For root causes, we find that inconsistencies are popular, and for symptoms, crashes and build failures are popular among the components. From the perspective of components, we find that kernel has strong correlation with functional errors and corner cases, which indicates semantic bugs are dominant in this component. Meanwhile, we find that API has strong correlation with root causes related to tensor computations such as dimension mismatches and type confusions. For library and tool, their symptoms have strong correlations with build failures, and their root causes have strong correlations with inconsistences. The above observations lead to a finding:

Finding 5. Crashes and build failures are popular symptoms, and inconsistencies are a popular root cause among components. For those most buggy components, we find that kernel contains many sematic bugs, and API contains root causes related to tensor computations such as dimension mismatches and type confusions. In the related components such as library and tool, build failures are popular, and most bugs are caused by inconsistencies.

3.3 Threat to validity

The internal threats to validity include the possible errors of our manual inspection. To reduce the threat, we ask two students to inspect our bugs. When they encounter controversial cases, they discuss them with others on our group meeting, until they reach an agreement. The threat can be mitigated with more researchers, so we release our inspection results on our website. The internal threats to external validity include our subject, since we analyzed the bugs inside only TensorFlow. Although our analyzed bugs are comparable with the prior studies and other studies (e.g. [54]) also analyzed only TensorFlow bugs, they are limited. The threat can be reduced by analyzing more libraries in future.

4 The Significance of Our Findings

Improving the quality of deep learning libraries. For every root cause of TensorFlow bug, we find several major symptoms occupy a large proportion (Finding 1), and the correlations between root cause and symptom can also suggest possible links (Finding 3), which can help developers to diagnose the cause of a bug according to its symptom. Since TensorFlow bug characteristics show strong similarity to traditional software (Finding 2), the experience and tools of bug repairing in other software can also be transferred to TensorFlow.
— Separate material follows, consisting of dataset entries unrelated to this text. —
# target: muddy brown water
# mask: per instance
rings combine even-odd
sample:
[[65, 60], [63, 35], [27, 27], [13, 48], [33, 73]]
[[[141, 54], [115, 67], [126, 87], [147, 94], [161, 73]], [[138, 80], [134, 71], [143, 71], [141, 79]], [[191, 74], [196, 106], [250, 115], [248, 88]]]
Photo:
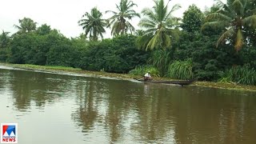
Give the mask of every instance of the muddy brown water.
[[256, 143], [256, 92], [0, 66], [0, 123], [21, 144]]

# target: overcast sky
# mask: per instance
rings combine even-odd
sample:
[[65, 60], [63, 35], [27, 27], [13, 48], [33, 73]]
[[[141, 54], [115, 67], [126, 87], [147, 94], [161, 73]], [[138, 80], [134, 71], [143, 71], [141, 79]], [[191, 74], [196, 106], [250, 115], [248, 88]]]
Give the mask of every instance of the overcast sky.
[[[145, 7], [152, 7], [153, 0], [132, 0], [138, 5], [134, 10], [140, 13]], [[166, 2], [168, 0], [165, 0]], [[82, 29], [78, 25], [78, 21], [86, 12], [97, 6], [105, 17], [106, 10], [117, 11], [115, 4], [120, 0], [1, 0], [0, 30], [17, 31], [14, 25], [18, 25], [18, 19], [30, 18], [38, 22], [38, 26], [46, 23], [52, 29], [60, 30], [67, 38], [77, 37], [82, 33]], [[214, 4], [214, 0], [172, 0], [170, 6], [179, 3], [182, 8], [174, 13], [174, 16], [182, 17], [188, 6], [194, 3], [202, 10], [206, 6]], [[134, 18], [132, 23], [137, 27], [138, 18]]]

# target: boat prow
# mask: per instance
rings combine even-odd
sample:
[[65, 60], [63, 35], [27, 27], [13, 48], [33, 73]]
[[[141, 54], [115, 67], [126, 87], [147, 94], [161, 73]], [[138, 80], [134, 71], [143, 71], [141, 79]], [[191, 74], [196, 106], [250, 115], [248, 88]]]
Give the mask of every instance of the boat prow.
[[193, 83], [194, 79], [191, 80], [173, 80], [173, 81], [157, 81], [157, 80], [144, 80], [144, 79], [136, 79], [137, 81], [143, 82], [145, 83], [166, 83], [166, 84], [176, 84], [181, 86], [186, 86]]

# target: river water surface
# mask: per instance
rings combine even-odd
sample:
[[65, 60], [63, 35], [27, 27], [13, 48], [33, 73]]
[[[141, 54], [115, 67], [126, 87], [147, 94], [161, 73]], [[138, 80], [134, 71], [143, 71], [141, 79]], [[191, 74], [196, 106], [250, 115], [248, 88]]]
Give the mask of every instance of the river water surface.
[[256, 143], [256, 92], [0, 66], [0, 123], [21, 144]]

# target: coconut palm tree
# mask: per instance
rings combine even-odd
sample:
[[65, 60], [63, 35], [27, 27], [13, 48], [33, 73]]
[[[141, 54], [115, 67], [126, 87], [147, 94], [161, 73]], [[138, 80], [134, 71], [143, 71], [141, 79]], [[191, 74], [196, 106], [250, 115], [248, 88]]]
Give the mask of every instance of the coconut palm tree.
[[170, 10], [168, 3], [165, 5], [164, 0], [154, 0], [155, 5], [153, 8], [145, 8], [142, 13], [145, 18], [142, 18], [138, 26], [145, 28], [145, 34], [139, 37], [138, 43], [140, 47], [146, 50], [154, 48], [166, 49], [170, 47], [172, 37], [178, 37], [178, 18], [172, 16], [172, 13], [181, 6], [174, 5]]
[[86, 36], [89, 34], [90, 40], [98, 41], [98, 36], [103, 38], [102, 34], [105, 33], [104, 27], [106, 26], [105, 19], [102, 18], [102, 14], [96, 8], [94, 7], [90, 14], [86, 13], [82, 15], [82, 18], [78, 21], [79, 26], [86, 32]]
[[8, 36], [10, 32], [6, 32], [2, 30], [2, 34], [0, 34], [0, 49], [6, 48], [10, 42], [10, 37]]
[[32, 19], [29, 18], [24, 18], [23, 19], [19, 19], [18, 22], [20, 26], [14, 25], [14, 27], [18, 29], [18, 34], [24, 34], [31, 32], [36, 30], [37, 22], [34, 22]]
[[202, 29], [210, 26], [223, 30], [216, 46], [222, 42], [227, 42], [233, 44], [238, 51], [247, 43], [246, 33], [250, 30], [254, 32], [256, 28], [256, 13], [255, 10], [251, 9], [253, 1], [228, 0], [226, 3], [220, 0], [217, 2], [219, 10], [206, 16], [206, 22]]
[[107, 27], [111, 28], [112, 35], [119, 35], [127, 34], [130, 31], [131, 34], [135, 30], [135, 28], [128, 20], [131, 20], [134, 17], [140, 18], [139, 14], [132, 10], [133, 6], [137, 5], [132, 1], [121, 0], [119, 5], [116, 4], [118, 11], [107, 10], [106, 13], [112, 13], [113, 16], [108, 19]]

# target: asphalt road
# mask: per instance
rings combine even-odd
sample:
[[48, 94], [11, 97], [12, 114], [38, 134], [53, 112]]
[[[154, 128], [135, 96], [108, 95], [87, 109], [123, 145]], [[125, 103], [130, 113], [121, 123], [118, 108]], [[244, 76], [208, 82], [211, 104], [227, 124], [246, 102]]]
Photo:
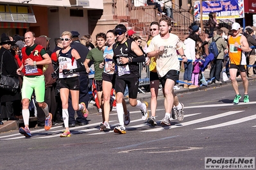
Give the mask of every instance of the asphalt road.
[[[132, 121], [126, 134], [99, 132], [101, 116], [96, 114], [88, 125], [71, 128], [71, 137], [59, 137], [60, 126], [31, 129], [30, 139], [17, 130], [2, 133], [0, 169], [205, 169], [205, 157], [254, 157], [255, 86], [250, 81], [250, 102], [241, 99], [237, 105], [230, 84], [180, 94], [185, 116], [171, 127], [160, 124], [165, 113], [160, 97], [155, 127], [128, 106]], [[239, 89], [243, 96], [241, 82]], [[113, 129], [115, 112], [110, 120]]]

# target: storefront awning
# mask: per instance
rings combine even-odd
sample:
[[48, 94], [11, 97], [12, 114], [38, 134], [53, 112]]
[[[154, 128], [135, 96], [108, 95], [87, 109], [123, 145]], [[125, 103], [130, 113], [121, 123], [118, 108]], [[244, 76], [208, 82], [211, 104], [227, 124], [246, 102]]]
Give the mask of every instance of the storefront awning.
[[0, 12], [0, 22], [37, 23], [33, 13]]
[[244, 13], [256, 13], [256, 1], [255, 0], [244, 0]]
[[0, 22], [1, 28], [29, 28], [29, 23], [22, 22]]

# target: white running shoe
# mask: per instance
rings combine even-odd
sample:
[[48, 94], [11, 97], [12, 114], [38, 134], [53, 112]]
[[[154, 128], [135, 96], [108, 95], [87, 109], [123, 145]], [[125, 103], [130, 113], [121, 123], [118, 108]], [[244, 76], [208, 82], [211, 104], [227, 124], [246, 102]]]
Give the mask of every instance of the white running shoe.
[[114, 128], [114, 132], [120, 134], [125, 134], [126, 131], [125, 131], [125, 127], [121, 125], [117, 125]]
[[149, 114], [148, 111], [148, 104], [146, 102], [143, 102], [143, 103], [146, 105], [146, 109], [144, 111], [141, 111], [142, 116], [141, 118], [142, 120], [146, 120], [149, 116]]
[[155, 121], [155, 119], [153, 116], [148, 118], [148, 123], [151, 125], [151, 126], [155, 127], [157, 125], [157, 121]]
[[170, 118], [167, 116], [164, 116], [164, 118], [162, 120], [161, 123], [162, 125], [165, 125], [167, 126], [171, 126], [171, 120]]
Since the proportion of bugs in different component varies obviously (Finding 4), developers should pay more attention to safety check and test case design, when adding new features or making modifications to bug-prone components.

Moreover, as the integration of libraries is common in deep learning software, the connection of different libraries should obtain higher priority in development. To overcome this problem, developing unified APIs can be helpful.

(13)

Combining the results of the prior studies. From two different perspectives of deep learning software, the prior studies [54,33] analyze the bugs of deep learning clients, but our study analyzes the bugs of deep learning libraries. The bugs inside deep learning libraries can have impacts on the bugs of their clients.
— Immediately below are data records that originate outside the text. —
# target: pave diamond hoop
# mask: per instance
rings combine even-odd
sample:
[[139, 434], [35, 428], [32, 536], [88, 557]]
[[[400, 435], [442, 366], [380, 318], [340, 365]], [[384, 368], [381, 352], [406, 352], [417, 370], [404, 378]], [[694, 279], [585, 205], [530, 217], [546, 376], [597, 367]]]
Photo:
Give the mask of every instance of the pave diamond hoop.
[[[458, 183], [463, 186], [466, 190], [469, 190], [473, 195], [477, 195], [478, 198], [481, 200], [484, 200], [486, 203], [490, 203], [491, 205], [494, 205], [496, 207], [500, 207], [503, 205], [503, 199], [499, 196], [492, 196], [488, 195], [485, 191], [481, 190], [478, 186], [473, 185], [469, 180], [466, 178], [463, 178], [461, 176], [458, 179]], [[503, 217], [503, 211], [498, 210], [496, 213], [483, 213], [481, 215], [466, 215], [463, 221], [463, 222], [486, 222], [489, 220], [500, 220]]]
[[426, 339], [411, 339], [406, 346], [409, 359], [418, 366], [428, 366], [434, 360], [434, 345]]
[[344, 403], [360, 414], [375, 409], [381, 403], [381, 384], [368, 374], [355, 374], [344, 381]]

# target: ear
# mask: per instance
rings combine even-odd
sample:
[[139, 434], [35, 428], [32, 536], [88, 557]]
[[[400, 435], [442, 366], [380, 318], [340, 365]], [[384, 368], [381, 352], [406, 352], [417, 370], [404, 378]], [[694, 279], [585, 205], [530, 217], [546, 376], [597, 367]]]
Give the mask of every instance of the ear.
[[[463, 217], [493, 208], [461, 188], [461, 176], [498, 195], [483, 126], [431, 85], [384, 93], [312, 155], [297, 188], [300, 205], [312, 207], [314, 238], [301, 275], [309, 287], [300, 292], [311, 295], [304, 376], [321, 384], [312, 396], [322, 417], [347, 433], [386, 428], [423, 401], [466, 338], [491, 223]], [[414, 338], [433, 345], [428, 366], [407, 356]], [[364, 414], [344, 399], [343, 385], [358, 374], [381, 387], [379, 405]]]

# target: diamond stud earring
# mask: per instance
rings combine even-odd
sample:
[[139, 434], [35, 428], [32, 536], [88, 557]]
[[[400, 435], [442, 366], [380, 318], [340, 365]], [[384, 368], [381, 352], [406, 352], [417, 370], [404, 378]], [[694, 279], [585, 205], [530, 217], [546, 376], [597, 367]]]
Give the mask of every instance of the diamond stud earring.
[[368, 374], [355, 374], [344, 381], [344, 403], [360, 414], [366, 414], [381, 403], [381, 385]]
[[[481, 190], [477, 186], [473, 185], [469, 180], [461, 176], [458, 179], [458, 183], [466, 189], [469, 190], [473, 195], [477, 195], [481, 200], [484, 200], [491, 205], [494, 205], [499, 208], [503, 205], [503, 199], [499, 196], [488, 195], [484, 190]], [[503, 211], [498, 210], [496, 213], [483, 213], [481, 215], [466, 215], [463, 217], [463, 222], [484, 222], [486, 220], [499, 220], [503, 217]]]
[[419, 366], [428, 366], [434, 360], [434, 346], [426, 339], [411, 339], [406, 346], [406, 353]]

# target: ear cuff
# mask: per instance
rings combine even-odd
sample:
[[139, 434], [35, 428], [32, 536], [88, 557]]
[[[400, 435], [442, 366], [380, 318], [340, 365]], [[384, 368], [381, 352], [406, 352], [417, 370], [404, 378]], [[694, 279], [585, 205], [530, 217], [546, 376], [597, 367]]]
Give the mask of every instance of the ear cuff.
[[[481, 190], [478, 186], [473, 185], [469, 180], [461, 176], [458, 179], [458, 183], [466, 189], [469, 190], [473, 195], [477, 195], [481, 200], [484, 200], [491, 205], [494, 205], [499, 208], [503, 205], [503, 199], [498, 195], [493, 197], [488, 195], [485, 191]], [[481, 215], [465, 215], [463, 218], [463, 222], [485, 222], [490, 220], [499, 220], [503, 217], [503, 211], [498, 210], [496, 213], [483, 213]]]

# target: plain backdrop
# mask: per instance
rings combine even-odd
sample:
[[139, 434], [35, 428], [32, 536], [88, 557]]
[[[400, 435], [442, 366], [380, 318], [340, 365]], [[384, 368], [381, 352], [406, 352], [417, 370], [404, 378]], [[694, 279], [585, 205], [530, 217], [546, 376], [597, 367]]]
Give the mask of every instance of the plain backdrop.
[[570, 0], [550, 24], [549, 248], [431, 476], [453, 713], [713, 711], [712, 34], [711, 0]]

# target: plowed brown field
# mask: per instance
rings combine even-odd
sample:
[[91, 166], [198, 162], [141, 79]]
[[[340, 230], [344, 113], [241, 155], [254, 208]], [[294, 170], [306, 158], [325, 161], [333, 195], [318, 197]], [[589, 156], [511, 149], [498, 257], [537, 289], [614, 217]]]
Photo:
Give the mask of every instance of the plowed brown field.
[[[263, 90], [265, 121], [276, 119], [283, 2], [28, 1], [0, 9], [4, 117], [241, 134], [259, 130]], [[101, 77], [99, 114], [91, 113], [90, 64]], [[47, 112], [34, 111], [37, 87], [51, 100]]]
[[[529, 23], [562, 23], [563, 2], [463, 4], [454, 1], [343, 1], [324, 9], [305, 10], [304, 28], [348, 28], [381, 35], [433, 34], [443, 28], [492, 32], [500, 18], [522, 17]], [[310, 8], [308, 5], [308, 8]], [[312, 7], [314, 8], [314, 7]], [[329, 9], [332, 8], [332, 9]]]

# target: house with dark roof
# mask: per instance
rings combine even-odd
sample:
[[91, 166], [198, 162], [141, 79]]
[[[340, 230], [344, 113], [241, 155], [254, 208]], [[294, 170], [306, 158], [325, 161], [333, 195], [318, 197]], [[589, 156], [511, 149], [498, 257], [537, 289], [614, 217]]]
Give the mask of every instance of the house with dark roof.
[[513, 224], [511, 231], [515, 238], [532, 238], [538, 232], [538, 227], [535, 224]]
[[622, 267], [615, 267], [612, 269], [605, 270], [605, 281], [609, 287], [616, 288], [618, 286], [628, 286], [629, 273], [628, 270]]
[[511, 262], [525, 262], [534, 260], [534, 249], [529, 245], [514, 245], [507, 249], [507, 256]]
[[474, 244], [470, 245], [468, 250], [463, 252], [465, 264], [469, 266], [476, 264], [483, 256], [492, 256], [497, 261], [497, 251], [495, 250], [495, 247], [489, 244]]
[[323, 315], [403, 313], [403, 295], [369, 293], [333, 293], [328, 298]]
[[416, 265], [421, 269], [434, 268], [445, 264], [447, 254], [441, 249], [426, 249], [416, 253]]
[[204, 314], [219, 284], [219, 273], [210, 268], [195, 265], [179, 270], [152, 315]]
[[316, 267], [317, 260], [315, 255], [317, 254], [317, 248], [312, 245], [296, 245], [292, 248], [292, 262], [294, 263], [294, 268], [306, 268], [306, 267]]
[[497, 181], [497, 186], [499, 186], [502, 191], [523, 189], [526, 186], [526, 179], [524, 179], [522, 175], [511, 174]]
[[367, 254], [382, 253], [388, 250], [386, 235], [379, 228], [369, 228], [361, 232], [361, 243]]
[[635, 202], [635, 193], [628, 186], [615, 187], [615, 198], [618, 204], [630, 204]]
For example, Islam et al. [33] find that 11% percentage of TensorFlow client bugs are caused by incorrect usages of deep learning APIs. From the perspective of deep learning libraries, such bugs can be caused by the inconsistency bugs in our study. As another example, the prior studies [54,33] show that unaligned tensors and the absences of type checking are common causes of deep learning client bugs. We suspect that such bugs are related to dimension mismatches and type confusions, which are found in our study. In future work, we plan to combine the results of the prior studies and ours and explore more advanced techniques to detect deep learning bugs.

The inspiration to databases and their applications. We notice that some bugs in deep learning libraries are common in database systems (e.g., memory bugs 2.97% and concurrency bugs 0.99%), and detecting such bugs has been a hot research topic in the research community of databases [37,43,44]. As advo- cated by Wang et al. [52], the existing techniques in the database community can be tailored to handle similar bugs in deep learning libraries [52]. Addition- ally, as more and more deep learning techniques and frameworks are applied to solve database problems [36,53], our revealed bugs in side such libraries are also important for database researchers and programmers.

5 Related Work

Empirical studies on bug characteristics. There has been a number of recent studies studying bugs from open source repositories. Tan et al. [46] analyze the bug characteristics of open source projects such as the Linux kernel and Mozilla. Thung et al. [47] analyze the bugs of machine learning systems such as Mahout, Lucene, and OpenNLP. Zhang et al. [54] analyze the client code that calls TensorFlow. Islam et al. [33] analyze the clients of more deep learning bugs. Compared with all existing works, we analyze bugs inside a representative deep-learning library i.e., TensorFlow, which is a different angle from theirs.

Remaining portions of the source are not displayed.